Justiça cassa licença da Copel para operação de usina | Fábio Campana

Justiça cassa licença da Copel para operação de usina

Deu na Gazeta do Povo

Uma liminar da 1ª Vara Cível de Campo Mourão cassou por tempo indeterminado a licença da Copel de operação da Usina Mourão, em Campo Mourão, na Região Centro-Oeste do estado, suspendendo a geração de energia. A decisão foi tomada com base em relatórios técnicos que apontaram que o nível do reservatório estava abaixo e as turbinas operando com força máxima.
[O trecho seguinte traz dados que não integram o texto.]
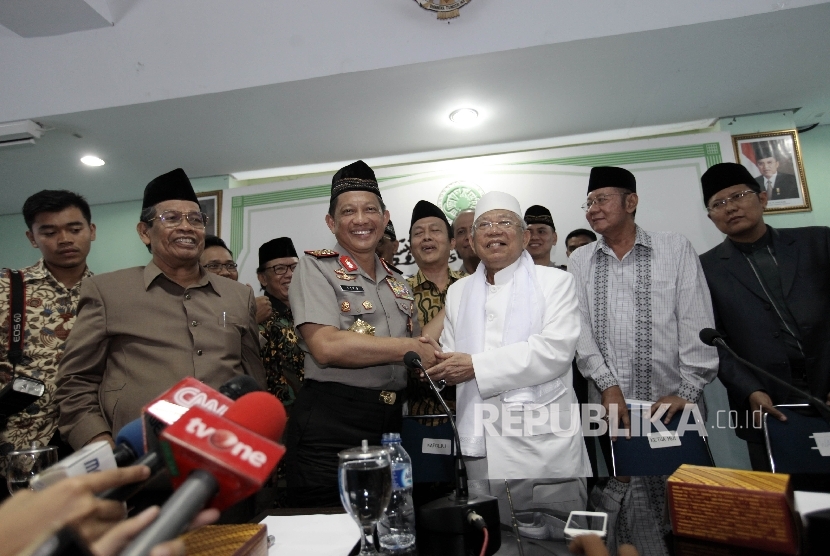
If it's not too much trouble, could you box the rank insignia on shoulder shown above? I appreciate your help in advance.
[340,255,357,272]
[349,319,375,336]
[334,268,357,280]
[305,249,340,259]
[386,276,415,301]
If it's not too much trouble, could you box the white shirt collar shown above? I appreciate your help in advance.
[493,254,520,286]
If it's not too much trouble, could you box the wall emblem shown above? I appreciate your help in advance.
[438,181,484,222]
No final de julho a promotoria já havia protocolado uma Ação Civil Pública contra os diretores da Companhia Paranaense de Energia (Copel) e do Instituto Ambiental do Paraná (IAP).

A medida foi tomada por causa de problemas causados pela diminuição do nível do reservatório, que chegou ao seu ponto crítico nos meses de março e abril. “Na primeira liminar deferida parcialmente, houve a solicitação para que o lago não fosse depreciado, mas em monitoramento foi constatado que a estação estava produzindo energia no máximo de sua capacidade a ponto de reduzir ainda mais o nível do reservatório, causando impacto ambiental e agravando a situação”, explicou a promotora de Justiça, Rosana Araujo de Sá Ribeiro Pereira.

Segundo a promotora, diante do relatório de monitoramento e da constatação de que nenhuma atitude por parte da empresa foi tomada, a justiça resolveu caçar a licença de operação para evitar um impacto ambiental ainda maior. “Vamos aguardar da empresa uma proposta científica para que o dano na fauna e flora da unidade de conservação permanente seja reparado. A empresa tem de apresentar uma cota de produção de energia que não degrade o reservatório”.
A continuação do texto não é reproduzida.